| You might be surprised. The cost of a bike lane averages $130,000 per mile. The cost of an urban road averages $4,000,000 per mile, per lane. Not to mention better bike infrastructure reduces car traffic: more bikes means fewer cars, the bike infrastructure is not simply additive. Plus secondary economic benefits: civil density, reduced parking costs, reduced healthcare costs, reduced environmental costs, reduced oil & gas imports, ... Did you know a parked car takes up 10 times as much space as a parked bicycle? Did you know there are approximately 10 parking spaces per car in America? Take away the driving subsidies and everyone would be riding bikes demanding better infrastructure. |
I don't think this follows. I don't know anyone who says "Bicycling everywhere is attractive to me and totally fits in with my lifestyle, but there just aren't any bike lanes." I'm sure such people exist, but I don't believe there are a lot of them. For most people, it seems like the problem is that bicycles are just too slow to get where they want to go in the time they want to take to get there. This is largely a result of community planning, not bike infrastructure. Do you have data to the contrary?
> The cost of a bike lane averages $130,000 per mile.
> The cost of an urban road averages $4,000,000 per mile, per lane.

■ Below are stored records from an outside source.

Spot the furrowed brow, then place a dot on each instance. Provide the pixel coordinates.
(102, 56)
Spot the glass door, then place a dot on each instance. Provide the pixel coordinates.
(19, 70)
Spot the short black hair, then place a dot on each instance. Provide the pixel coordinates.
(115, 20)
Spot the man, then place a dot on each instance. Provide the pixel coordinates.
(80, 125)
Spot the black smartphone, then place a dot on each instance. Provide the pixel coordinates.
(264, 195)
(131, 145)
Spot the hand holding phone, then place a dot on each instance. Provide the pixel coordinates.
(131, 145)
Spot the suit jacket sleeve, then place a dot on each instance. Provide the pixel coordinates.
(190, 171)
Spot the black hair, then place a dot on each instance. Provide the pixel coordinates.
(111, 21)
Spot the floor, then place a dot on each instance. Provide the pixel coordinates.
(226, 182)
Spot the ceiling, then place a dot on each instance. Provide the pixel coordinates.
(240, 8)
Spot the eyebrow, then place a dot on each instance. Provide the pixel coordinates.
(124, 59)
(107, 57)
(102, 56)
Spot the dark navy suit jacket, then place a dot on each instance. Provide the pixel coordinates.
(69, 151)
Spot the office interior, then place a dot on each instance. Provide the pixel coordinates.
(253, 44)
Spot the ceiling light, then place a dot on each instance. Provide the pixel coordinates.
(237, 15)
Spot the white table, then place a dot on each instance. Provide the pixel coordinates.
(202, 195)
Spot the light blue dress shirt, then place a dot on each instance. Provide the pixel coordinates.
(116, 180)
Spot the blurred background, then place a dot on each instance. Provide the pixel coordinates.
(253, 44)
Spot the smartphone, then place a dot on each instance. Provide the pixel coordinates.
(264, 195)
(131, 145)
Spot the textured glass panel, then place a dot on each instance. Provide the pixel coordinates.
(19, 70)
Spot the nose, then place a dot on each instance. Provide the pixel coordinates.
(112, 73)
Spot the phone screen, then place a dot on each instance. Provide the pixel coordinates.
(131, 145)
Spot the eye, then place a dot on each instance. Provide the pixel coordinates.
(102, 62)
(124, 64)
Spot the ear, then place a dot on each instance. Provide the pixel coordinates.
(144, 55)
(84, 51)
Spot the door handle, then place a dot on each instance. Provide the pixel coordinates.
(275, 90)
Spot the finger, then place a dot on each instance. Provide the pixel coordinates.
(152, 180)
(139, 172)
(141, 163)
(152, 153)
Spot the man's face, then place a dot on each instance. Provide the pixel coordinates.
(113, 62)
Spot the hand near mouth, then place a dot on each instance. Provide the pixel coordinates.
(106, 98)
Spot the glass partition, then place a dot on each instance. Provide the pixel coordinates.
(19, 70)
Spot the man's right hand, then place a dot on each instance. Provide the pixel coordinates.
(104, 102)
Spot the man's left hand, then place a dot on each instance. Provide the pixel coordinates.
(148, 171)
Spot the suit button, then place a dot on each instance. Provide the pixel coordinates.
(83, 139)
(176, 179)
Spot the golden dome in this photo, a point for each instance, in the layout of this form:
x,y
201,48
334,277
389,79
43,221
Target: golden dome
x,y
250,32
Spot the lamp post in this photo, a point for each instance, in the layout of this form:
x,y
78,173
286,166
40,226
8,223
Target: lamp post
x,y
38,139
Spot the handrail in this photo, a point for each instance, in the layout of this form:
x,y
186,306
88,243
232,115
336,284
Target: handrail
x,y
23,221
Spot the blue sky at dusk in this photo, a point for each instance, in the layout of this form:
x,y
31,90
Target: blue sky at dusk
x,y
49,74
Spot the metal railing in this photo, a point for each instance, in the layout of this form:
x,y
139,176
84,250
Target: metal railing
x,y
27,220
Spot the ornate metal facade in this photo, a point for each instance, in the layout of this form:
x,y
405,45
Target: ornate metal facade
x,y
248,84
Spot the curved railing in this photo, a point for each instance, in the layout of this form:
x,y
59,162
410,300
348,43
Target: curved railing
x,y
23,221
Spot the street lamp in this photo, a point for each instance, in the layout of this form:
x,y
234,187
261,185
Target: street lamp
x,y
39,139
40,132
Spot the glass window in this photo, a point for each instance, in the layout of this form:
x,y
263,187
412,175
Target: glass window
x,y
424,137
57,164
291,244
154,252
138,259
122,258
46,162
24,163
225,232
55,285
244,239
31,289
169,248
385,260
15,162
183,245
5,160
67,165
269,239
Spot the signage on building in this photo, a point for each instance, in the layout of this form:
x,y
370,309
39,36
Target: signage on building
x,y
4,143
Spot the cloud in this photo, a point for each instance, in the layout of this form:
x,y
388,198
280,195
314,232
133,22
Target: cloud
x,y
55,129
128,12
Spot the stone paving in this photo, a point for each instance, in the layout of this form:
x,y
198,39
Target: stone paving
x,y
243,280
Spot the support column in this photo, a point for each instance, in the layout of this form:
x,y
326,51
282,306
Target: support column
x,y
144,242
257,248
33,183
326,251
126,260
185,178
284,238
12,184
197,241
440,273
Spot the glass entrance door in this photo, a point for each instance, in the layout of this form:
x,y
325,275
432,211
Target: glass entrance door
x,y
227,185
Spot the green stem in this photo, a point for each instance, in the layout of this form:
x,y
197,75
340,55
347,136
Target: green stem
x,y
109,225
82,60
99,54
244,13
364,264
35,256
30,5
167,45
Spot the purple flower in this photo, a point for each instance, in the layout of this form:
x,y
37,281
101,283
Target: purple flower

But we aren't just talking about bike lanes, which are insufficient to guarantee that cars never get within three feet of a bike — we're talking about whole separate bike roads separate from the main road. Additionally, urban roads benefit so many more people in most places in the US that they're a bargain even at 30 times the price. I strongly suspect that less than 3% of commuters at any given time are riding bikes.